The safer part is due in part to its use of DNS-over-HTTPS (DoH). Cloudflare describes DoH as:

If you are visiting a site using HTTPS, your DNS query is sent over an unencrypted connection. That means that even if you are browsing https://cloudflare.com, anyone listening to packets on the network knows you are attempting to visit cloudflare.com.

DoH encrypts the connection which keeps DNS queries private and secure. It’s something that everyone should consider using, but most people aren’t aware that they need it, and they don’t possess the skills to change their DNS servers.

Lack of interest and knowledge in 1.1.1.1's DNS service is what prompted Cloudflare to change its approach. Instead of trying to get people to change their DNS servers, they decided to encourage people to install its 1.1.1.1 app. Their selling point has been that it will make their internet faster, and there’s never a mention of DoH. It has been a clever campaign, but it still requires educating the market in order to get a significant adoption rate.

Cloudflare 1.1.1.1
Cloudflare says their 1.1.1.1 app can make your internet faster.

Making everyone use DoH by default

The only way to get mass adoption of DoH is to bake it into web browsers, and that’s what Mozilla Firefox and Google Chrome have decided to do.

Mozilla has partnered with Cloudflare to use their 1.1.1.1 DNS service with Firefox. Mozilla plans to gradually roll out DoH in the USA starting in late September. Then they will start slowly enabling DoH for a small percentage of users while monitoring for any issues before enabling for a larger audience.

Google has added DoH to Chrome, but it’s not on by default yet. The only way to use DoH in Chrome is to turn it on by using a command line flag.
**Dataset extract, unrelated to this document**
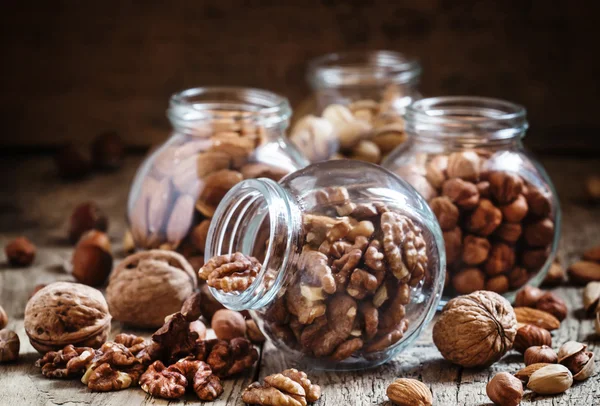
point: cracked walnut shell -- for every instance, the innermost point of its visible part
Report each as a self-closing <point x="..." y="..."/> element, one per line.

Catalin Cimpanu, a security reporter for ZDNet, has posted instructions on how to activate DoH in Chrome. However, Google has stated that they plan to turn DoH on for all users in the future.

The switch to DoH in browsers isn’t expected to be an easy one. There are concerns about conflicts with parental controls, enterprise configurations, and general DNS lookup failures. The rollout of DoH is expected to be slow, but eventual, for both Firefox and Chrome.